Masalah Untuk cendekiawan hukum bukan terletak Di fungsi hukum statis hanya mempertahankan keadaan yang bersifat status- quo melainkan Sebagai Gantinya, selalu menyoal fumgsi hukum yang Memberi pencerahan tentang peristiwa hukum yang sebenarnya atau fungsi hukum yang dinamis dan bagaimana seharusnya sikap dan perilaku penegak hukum Di menangani Perkara Hukum aquo. Bahwa selain cara berpikir dan cara pandang tentang hukum Di fungsi normatif – statis juga ia sepatutnya dan sepatutnya dipandang sebagai nilai (values), nilai merupakan kosakata yang tepat yang mencerminkan asas kepatutan (billlijkeheid) dan asas kepantasan (redelijkeheid).
Cara berpikir dan cara pandang hukum sebagai nilai Berencana menambah wawasan ahli hukum terutama praktisi hukum Memberi penilaian atas perilaku seseorang yang diduga telah melakukan Pelanggar hukum terutama Aturan Pidana Sebab Aturan Pidana merupakan pergulatan yang sarat Bersama kemanusiaan (alm. Roeslan Saleh). Jika demikian cara berpikir dan cara pandang hukum sebagai norma yang dinamis seharusnya, sepatutnya dan sepantasnya Mengkaji sila kedua Pancasila Di arti bahwa seseorang yang diduga telah melakukan suatu tindak pidana, adalah bukan benda-mati, tetapi sosok manusia makhluk Tuhan Yang Maha Esa. Apa maknanya? Hal ini berarti Sebelum seseorang diduga melakukan tindak pidana harus Disorot tidak bersalah sampai Bersama putusan berkekuatan hukum tetap kecuali dibuktikan Sebagai Gantinya.

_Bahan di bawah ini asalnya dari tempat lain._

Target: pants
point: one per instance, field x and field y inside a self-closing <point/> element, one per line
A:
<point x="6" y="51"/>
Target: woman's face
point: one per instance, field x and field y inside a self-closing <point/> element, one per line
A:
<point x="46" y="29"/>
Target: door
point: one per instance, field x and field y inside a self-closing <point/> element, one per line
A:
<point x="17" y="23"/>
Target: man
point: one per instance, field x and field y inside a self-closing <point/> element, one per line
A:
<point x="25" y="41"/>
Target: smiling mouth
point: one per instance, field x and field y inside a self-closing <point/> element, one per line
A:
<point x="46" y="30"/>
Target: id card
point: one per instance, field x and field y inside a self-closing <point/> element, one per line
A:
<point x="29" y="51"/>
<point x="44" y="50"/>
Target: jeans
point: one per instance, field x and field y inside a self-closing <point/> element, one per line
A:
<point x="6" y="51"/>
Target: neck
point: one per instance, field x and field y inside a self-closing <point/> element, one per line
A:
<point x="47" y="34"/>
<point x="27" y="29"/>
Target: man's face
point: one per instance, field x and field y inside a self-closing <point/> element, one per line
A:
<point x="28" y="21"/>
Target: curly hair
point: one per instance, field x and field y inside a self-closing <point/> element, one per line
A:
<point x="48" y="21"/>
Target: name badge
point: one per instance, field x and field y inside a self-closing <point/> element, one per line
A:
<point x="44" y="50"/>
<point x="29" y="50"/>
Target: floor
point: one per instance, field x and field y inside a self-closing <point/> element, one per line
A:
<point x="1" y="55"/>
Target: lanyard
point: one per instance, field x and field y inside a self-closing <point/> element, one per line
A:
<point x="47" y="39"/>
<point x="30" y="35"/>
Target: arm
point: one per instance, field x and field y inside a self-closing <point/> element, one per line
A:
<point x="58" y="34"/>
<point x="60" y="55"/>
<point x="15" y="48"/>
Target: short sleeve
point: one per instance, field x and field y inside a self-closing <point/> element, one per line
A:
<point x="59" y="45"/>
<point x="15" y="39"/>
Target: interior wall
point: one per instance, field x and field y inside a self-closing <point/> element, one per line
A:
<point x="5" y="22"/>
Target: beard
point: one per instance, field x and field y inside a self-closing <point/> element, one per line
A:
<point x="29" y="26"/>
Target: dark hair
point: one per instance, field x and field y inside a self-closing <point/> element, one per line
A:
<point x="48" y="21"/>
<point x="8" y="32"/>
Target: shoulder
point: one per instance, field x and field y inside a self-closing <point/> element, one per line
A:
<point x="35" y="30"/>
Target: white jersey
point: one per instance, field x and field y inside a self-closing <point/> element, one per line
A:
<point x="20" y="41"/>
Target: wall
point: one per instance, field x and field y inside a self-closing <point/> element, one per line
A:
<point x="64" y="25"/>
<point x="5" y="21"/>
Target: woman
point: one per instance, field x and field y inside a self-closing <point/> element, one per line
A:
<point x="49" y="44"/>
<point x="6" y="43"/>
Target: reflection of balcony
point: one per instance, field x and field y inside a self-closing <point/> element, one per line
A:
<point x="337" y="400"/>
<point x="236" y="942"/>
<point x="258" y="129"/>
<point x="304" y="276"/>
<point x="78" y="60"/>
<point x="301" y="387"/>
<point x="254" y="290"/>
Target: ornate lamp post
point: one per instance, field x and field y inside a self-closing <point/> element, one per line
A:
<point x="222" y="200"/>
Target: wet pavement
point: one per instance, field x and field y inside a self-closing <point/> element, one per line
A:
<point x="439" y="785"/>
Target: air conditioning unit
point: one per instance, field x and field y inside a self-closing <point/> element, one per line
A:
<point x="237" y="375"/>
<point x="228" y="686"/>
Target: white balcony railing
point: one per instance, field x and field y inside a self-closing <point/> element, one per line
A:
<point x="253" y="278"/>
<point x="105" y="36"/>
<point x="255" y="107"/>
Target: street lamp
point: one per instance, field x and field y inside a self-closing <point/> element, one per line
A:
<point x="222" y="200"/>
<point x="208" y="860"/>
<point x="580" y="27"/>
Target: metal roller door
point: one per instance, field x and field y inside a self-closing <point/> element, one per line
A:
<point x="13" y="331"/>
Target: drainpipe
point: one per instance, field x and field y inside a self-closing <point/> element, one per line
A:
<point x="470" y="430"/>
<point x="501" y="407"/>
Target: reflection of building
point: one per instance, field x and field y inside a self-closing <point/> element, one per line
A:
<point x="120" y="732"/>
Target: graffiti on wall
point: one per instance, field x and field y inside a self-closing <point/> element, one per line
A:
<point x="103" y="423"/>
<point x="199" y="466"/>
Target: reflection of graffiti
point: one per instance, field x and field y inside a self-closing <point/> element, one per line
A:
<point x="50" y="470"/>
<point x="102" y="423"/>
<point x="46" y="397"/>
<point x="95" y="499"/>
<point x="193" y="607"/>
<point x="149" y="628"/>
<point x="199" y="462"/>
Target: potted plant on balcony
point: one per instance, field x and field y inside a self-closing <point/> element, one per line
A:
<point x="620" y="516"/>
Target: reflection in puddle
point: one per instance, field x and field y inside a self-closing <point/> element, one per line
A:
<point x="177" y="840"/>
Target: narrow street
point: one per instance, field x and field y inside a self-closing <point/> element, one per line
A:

Sepanjang proses Proses Hukum pidana Sebelum penyelidikan sampai penuntutan dan pemeriksaan sidang Lembaga Proses Hukum sampai Bersama 480 hari, setiap Individu Terduga/terdakwa, masih Memperoleh hak asasi yang melekat Di dirinya dan tidak boleh ada seseorang pun termasuk pemegang kekuasaan manapun beranggapan ia bersalah. Jika hal itu dilakukan maka jelas bahwa Individu Terduga/terdakwa telah Merasakan kezaliman yang dikutuk Allah Swt Tuhan Yang Maha Esa.
Filosofi pemidanaan Di Di Bangsa hukum yang dilandaskan Di Pancasila sebagai pandangan hidup seharusnya lebih mengutamakan how to restore the justice (restorative justice) ketimbang how to retribute the justice (retributive justice). Pemikiran tentang hukum (pidana) tersebut telah mewujud Di Tujuan Pemidanaan yang telah dicantumkan Di Undang-Undang Nomor 1 Tahun 2023 tentang Kitab Undang-Undang Aturan Pidana (nasional).

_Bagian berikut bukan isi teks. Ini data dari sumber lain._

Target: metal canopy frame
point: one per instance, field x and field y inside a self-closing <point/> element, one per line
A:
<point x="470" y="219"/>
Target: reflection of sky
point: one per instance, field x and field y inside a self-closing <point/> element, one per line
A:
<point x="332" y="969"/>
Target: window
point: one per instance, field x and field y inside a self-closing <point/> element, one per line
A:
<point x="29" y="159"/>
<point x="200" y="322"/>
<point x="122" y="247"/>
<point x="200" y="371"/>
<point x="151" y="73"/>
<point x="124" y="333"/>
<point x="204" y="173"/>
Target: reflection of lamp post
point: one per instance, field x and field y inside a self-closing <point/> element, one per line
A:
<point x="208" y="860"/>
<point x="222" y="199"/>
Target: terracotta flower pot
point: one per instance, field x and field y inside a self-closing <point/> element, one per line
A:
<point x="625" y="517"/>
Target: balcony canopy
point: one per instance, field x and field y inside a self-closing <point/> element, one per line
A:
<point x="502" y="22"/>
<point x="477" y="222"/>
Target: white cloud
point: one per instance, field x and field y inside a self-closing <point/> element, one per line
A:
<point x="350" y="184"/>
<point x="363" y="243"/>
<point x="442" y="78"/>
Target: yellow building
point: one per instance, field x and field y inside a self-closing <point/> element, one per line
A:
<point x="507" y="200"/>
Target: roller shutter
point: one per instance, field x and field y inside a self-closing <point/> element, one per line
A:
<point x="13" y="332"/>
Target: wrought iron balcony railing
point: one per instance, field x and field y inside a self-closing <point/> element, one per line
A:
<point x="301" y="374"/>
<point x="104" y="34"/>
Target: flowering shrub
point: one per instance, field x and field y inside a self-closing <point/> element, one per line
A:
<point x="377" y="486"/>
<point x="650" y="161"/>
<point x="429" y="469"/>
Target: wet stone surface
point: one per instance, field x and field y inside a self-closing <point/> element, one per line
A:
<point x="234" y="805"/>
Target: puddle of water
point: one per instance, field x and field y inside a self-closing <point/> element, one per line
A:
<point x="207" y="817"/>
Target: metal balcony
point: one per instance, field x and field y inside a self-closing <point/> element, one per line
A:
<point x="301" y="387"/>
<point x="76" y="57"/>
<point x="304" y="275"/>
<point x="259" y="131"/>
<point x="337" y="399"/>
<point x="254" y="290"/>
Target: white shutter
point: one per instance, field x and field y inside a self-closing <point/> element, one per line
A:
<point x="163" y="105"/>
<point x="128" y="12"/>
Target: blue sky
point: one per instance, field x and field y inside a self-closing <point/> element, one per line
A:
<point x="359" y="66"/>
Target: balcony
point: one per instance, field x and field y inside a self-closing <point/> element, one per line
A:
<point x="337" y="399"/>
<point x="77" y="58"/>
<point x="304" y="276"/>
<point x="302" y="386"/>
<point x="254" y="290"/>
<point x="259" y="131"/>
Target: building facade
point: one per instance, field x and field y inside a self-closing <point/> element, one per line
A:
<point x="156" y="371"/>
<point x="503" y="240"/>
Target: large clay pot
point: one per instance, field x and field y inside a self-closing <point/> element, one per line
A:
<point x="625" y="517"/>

Apa yang sering dihujatkan Komunitas awam Di seseorang pelaku kejahatan khususnya tindak pidana Penyalahgunaan Jabatan dan tindak pidana kesusilaan atau Membunuh Orang Lain sering tidak terkendali Agar pepatah sekali lancung Di ujian seumur hidup tidak dipercaya melekat Di pelaku tindak pidana. Berencana tetapi, berlakunya KUHP Mutakhir 2023 diharapkan terjadi perubahan sikap aparatur penegak hukum dan Komunitas awan Di seseorang yang diduga terlibat tindak pidana termasuk tindak pidana Penyalahgunaan Jabatan.
Mungkinkah? Masalah ini hanya dapat dijawab Bersama perubahan cara berpikir dan cara pandang Aparat Penegak Hukum (APH) Di seseorang yang terlibat Di sistem Proses Hukum pidana. Perubahan Di cara berpikir dan cara pandang tentang filosofi dan tujuan Aturan Pidana, keadilan retributif-pembalasan kepada keadilan restoratif- Terapi Kesejajaran hubungan pelaku dan lingkungan Komunitas tempat ia berdiam.

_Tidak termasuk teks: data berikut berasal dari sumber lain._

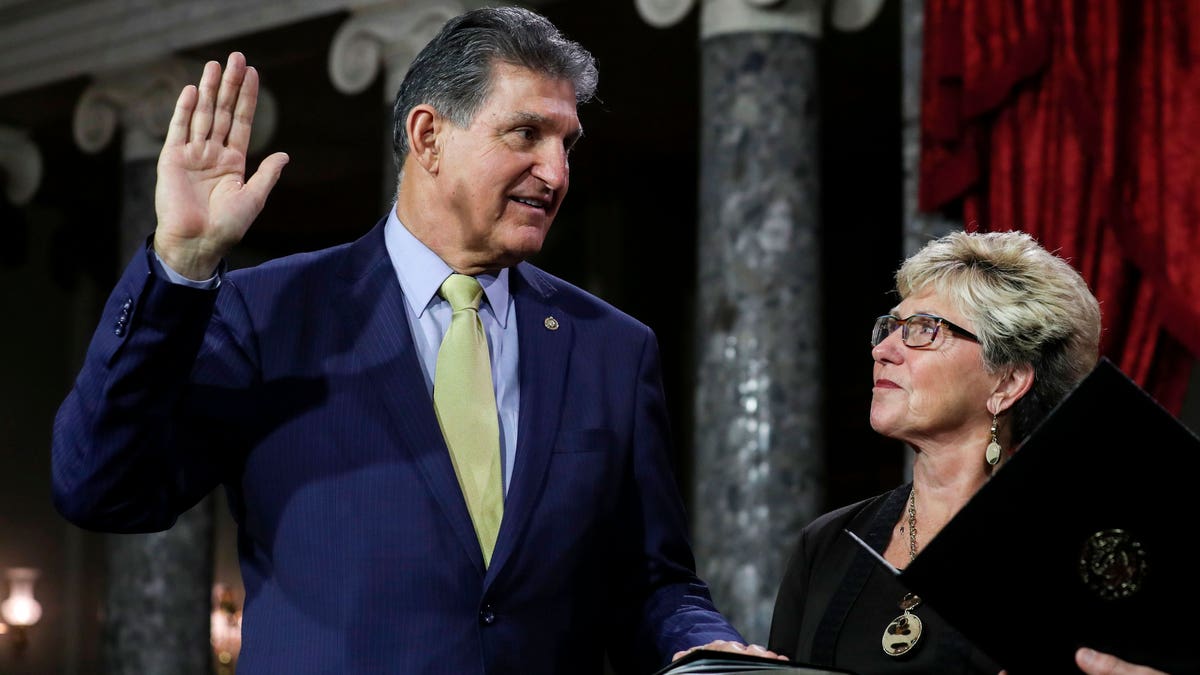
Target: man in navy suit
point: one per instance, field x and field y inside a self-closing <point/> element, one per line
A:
<point x="305" y="386"/>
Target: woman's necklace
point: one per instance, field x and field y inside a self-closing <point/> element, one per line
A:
<point x="903" y="633"/>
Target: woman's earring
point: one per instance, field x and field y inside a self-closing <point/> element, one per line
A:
<point x="993" y="454"/>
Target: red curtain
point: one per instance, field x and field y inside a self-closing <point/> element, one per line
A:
<point x="1079" y="123"/>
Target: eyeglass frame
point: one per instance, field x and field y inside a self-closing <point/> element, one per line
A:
<point x="903" y="326"/>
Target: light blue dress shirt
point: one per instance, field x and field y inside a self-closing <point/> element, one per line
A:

Pada terakhir Di Terapi hubungan ini telah Sebelum tahun 1960-an dikembangkan Di sistem pemasyarakatan Di bawah naungan Kementerian Hukum dan Hakasasi Manusia (dahulu Kementerian Kehakiman), Berencana tetapi tetap saja tidak Menunjukkan hasil positif dan signifikan dan sumber masalahnya terletak Di filosofi dan tujuan awal Aturan Pidana yang terbukti keliru dilihat Di aspek efisiensi dan efektivitas produk Di sistem Proses Hukum yang telah berjalan Di 79 tahun sampai Pada ini.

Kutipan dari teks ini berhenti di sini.